5.5 Substantial Shareholders Shareholdings The Entitled Shareholders will cease to be shareholders of IDEALUBB after the Proposed Internal Reorganisation and will hold Newco Shares instead in proportion to their respective shareholding in IDEALUBB on the Entitlement Date. 6. APPROVALS REQUIRED The Proposed Internal Reorganisation is subject to the following being obtained:- the approval of Bursa Securities for the following:- (a) Proposed Transfer of Listing; and (b) admission, listing of and quotation for the entire enlarged issued and paid-up share capital of Newco on the Official List of Bursa Securities; (iii) (iv) (v) the approval of the shareholders of IDEALUBB and IDEALUBB Warrant holders at an EGM and CCM to be convened; the order of the High Court of Malaya sanctioning the Proposed Internal Reorganisation; the consent approval of the financiers of IDEALUBB, if required; and the approval, consent and/or sanction of any other relevant authorities/parties, if required. 7. INTER-CONDITIONALITY The components of the Proposed Internal Reorganisation are inter-conditional but otherwise are not conditional upon any other corporate proposals of the Company. 8. INTERESTS OF DIRECTORS, MAJOR SHAREHOLDERS AND PERSONS CONNECTED WITH THEM None of the Directors and major shareholders of IDEALUBB, and persons connected with them have any interest, direct or indirect, in the Proposed Internal Reorganisation other than their respective entitlements, if any, under the Proposed Securities Exchange as IDEALUBB s shareholders, which are also available to all the other shareholders of IDEALUBB on a prorata basis. 9. STATEMENT BY DIRECTORS After taking into consideration the rationale, terms, conditions and effects described in this announcement, the Board is of the opinion that the Proposed Internal Reorganisation is in the best interest of IDEALUBB. 10. ADVISER M&A Securities Sdn Bhd has been appointed as the Adviser to IDEALUBB for the Proposed Internal Reorgansition.
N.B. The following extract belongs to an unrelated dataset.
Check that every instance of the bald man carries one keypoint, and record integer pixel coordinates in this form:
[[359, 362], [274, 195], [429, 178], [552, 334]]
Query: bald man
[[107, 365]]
11. APPLICATION TO THE AUTHORITIES Barring unforeseen circumstances, the application to authorities is targeted to be submitted to Bursa Securities within 2 months from the date of this announcement. 12. ESTIMATED TIME FRAME FOR COMPLETION Barring unforeseen circumstances, the Proposed Internal Reorganisation is expected to be completed in the third quarter of 2017. 13. EGM AND CCM A notice for the EGM and CCM together with an Explanatory Statement/Circular explaining the details of the Proposed Internal Reorganisation will be despatched to the shareholders of IDEALUBB in due course. 14. DOCUMENTS FOR INSPECTION A copy of the Scheme Agreement is available for inspection at the registered office of the Company at Suite A, Level 9, Wawasan Open University, 54, Jalan Sultan Ahmad Shah, 10050 Georgetown, Penang during normal office hours from Mondays to Fridays (except for public holidays) for a period of 3 months from the date of this announcement. This announcement is dated 18 January 2017.